Wednesday, December 29, 2010

"It's no use crying over spilled milk"

Proverbs often sound confusing or inaccurate, but this one is an exception. Crying over spilled milk will obviously create even more liquid to clean up, and that's not very useful in most situations, so it definitely seems to make perfect sense. However it is still important to check the relevant facts with Science and Googles, just to make certain, in chart format.

The red line at the bottom of the chart represents a puddle of spilled milk. This puddle extends all the way from the beginning of history to the present day. Clearly, milk is a highly spillable substance and time has done nothing to change that.

Tears, represented by the blue line, were first discovered in the early 1500s, but were initially unpopular because no-one could work out what to do with them.

With the advent of usefulness, shown by the green line, in 1560, tears were experimented with again, to see what use they were.

As can be seen, the results of this experiment were initially wildly inconsistent, with everyone howling during one decade and then snivelling quietly for the next. This was mildly useful at first, but by the late 1700s it was almost no use to anyone at all.

However, since around 1800 people have found ways to make tears more efficient, so that fewer tears are needed to achieve the same degree of usefulness, making them much more useful.

Scientific Logic informs us that some of this usefulness must surely relate to spilled milk, particularly since it's right there in a puddle at the bottom of the chart.

In conclusion then: it does seem that tears in general can be useful, and that this usefulness must in some way interact with spilled milk, perhaps acting as a preservative due to salt content. So, it is some use to cry over spilled milk after all!

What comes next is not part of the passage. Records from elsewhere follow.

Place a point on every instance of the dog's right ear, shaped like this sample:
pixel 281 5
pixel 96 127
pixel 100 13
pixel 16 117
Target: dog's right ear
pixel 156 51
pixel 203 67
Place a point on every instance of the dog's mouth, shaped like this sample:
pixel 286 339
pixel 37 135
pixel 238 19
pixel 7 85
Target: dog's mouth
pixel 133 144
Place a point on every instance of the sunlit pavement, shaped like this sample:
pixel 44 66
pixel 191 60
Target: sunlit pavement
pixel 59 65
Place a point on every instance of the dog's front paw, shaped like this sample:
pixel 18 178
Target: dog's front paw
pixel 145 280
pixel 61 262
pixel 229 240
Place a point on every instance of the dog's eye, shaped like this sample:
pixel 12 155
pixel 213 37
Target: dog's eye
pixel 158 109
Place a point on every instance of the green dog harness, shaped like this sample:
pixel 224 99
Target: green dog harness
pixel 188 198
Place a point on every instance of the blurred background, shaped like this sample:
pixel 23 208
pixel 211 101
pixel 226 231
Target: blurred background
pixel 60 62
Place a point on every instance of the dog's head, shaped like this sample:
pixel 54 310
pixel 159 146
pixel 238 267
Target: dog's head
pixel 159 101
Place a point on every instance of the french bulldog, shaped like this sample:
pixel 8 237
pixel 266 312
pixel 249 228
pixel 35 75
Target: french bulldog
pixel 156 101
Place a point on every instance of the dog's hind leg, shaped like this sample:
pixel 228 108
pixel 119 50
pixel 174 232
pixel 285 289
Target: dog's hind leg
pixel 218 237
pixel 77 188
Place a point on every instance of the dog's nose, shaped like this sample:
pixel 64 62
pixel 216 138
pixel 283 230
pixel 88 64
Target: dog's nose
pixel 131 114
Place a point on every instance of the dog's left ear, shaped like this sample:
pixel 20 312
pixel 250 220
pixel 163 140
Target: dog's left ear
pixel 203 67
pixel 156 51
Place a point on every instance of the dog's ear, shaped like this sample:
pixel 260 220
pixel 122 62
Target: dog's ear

Isn't Science amazing?

1 comment:

Lord Manley said...

I am an avid reader of your important work in the syngergetic fields of googles and sciences, but I feel I need to question your internets here.

Tears, or indeed any other eye droppings, when shed over spilled milk, are not useful at all, in my experience and so, with the very merest of respect, I submit that it is tears, rips, rending and generally activities which effect assundering, which are proving increasingly useful, particularly since the invention of kitchen roll.